Conservative management of cervical intraepithelial neoplasia 2 and prediction of its progression - a retrospective study.

Aim: Cervical intraepithelial neoplasia 2 (CIN2) evolution is controversial, and some of them regress spontaneously in a two-year follow-up. The purpose of this work was to evaluate the percentage of CIN2 progression or persistence during a 24-month follow-up, using clinical predictors such as human papillomavirus (HPV) genotype and cytology results.

Patients, materials and methods: This is a retrospective case-control study and included patients of reproductive age who had a new diagnosis of CIN2 who were monitored for lesion regression (Group 1, n=72 patients), and progression or persistence (Group 2, n=36 patients). A multinominal logistic regression was preferred to evaluate the impact that various categorical risk elements can lead to outcomes of persistence or progression of CIN2. We also performed a linear regression to assess the risk of CIN2 progression or persistence using the interaction between clinical predictors.

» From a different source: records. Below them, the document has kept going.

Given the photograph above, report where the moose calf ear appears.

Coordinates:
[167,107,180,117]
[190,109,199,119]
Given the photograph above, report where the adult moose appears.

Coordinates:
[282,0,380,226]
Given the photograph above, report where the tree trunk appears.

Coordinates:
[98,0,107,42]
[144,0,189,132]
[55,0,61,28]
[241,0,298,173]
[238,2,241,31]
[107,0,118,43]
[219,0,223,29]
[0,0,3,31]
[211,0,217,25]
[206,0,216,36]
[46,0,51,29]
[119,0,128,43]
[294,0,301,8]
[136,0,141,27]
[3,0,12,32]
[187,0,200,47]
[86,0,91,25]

Results: A previous cervical cytology indicative of high-grade squamous intraepithelial lesion (HSIL) [relative risk ratio (RRR): 3.85, 95% confidence interval (CI): 1.66-8.90] or atypical squamous cells, cannot exclude HSIL (ASC-H) can highly raise the probability of a CIN2 progression or persistence. The presence of HPV16 increased the risk of CIN2+ with 3.77 (95% CI: 0.78-5.00), the presence of HPV18 increased the probability of CIN2+ with 4.39 (95% CI: 1.35-14.33), and other high-risk HPV (HR-HPV) strains increased the probability of CIN2+ with 3.62. The highest risk issue was produced by the interaction between HSIL* HPV16, ASC-H* HPV16, and ASC-H* HPV18.

Conclusions: When discussing follow-up for CIN2 lesions, it is important to offer careful consideration and monitoring of patients with a previous HSIL or ASC-H cytology, with or without HPV 16, 18 or other HR-HPV strains, as their presence significantly increased the risk of CIN2 progression and persistence.